California on Wednesday became the first state to record more than 2 million confirmed cases of the coronavirus, a devastating milestone that comes as many hospitals are running out of space for the critically ill. Just 1 percent of intensive-care unit beds are available statewide, Governor Gavin Newsom said Wednesday. While it took California more than nine months to hit 1 million cases, the state added its second million in less than six weeks, according to the San Jose Mercury News — and that’s without data from some counties.
The current surge, which comes as almost all of California is under a stay-home order, is believed to be driven largely by people who defied the warnings of public health experts and gathered for Thanksgiving, according to the Associated Press. Now, with soaring cases and more than 18,000 people hospitalized, health officials are bracing for the situation to get even worse as people gather to celebrate Christmas and the New Year. “Pick up your phone right now. Cancel any gathering with people who do not live with you,” Dr. Ahmad Kamal, the director of health care preparedness for Santa Clara County, told the Mercury News. The county had just 35 ICU beds available earlier this week.
In Los Angeles County, which makes up one-third of all of California’s COVID-19 cases and almost 40 percent of deaths, Wednesday brought the highest number of single-day deaths and hospitalizations since the start of the pandemic: 145 dead and more than 6,000 hospitalized. “We know that this emergency is our darkest day, maybe the darkest day in our city’s history,” Los Angeles Mayor Eric Garcetti said.
In the nearby Inland Empire, the situation is particularly dire. “An analysis of coronavirus case rates in communities for which data are available found that, of the top 50, about half of them were in the Inland Empire,” the Los Angeles Times reports. Among them is San Bernardino County, where new infections are rising faster than in any other county in California on a per capita basis: in the past week, there were roughly 1,800 coronavirus cases for every 100,000 residents, according to the Times.

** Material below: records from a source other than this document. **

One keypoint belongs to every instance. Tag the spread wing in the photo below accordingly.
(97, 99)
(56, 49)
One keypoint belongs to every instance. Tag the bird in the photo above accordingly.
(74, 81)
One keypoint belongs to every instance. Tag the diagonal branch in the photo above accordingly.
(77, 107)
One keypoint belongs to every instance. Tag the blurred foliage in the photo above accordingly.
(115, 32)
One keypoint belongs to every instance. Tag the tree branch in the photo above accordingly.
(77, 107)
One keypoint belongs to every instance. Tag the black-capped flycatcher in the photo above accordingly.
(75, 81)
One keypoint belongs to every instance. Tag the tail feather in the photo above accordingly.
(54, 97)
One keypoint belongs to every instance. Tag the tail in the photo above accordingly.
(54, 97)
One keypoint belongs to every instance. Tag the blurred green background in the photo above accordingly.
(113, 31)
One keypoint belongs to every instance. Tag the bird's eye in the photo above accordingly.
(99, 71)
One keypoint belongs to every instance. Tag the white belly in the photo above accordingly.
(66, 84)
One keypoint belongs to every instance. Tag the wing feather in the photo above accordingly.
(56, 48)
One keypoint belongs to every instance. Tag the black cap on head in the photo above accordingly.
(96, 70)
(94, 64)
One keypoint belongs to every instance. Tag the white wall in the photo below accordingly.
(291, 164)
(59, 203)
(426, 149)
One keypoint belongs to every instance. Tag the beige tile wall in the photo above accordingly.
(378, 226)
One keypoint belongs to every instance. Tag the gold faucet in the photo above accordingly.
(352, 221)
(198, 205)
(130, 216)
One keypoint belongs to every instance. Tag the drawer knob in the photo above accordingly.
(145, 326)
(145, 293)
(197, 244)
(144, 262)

The county’s top health official said the surge is “by far” driven by small gatherings among family and friends, followed by religious gatherings and funerals.
Among the factors driving the exponential surge is the county’s resistance to state mandates aimed at curbing the spread of the coronavirus, according to the Times. Local officials have pushed back against pandemic-related restrictions, including Newsom’s stay-home directive, which the county recently asked the California Supreme Court to overturn. That resistance sends a potentially risky message to residents, say some public health experts. “If someone is seeing their local leadership saying the rules don’t make sense, then they might feel as if they don’t need to follow the rules,” Shira Shafir, an associate professor of epidemiology at the UCLA Fielding School of Public Health, told the Times.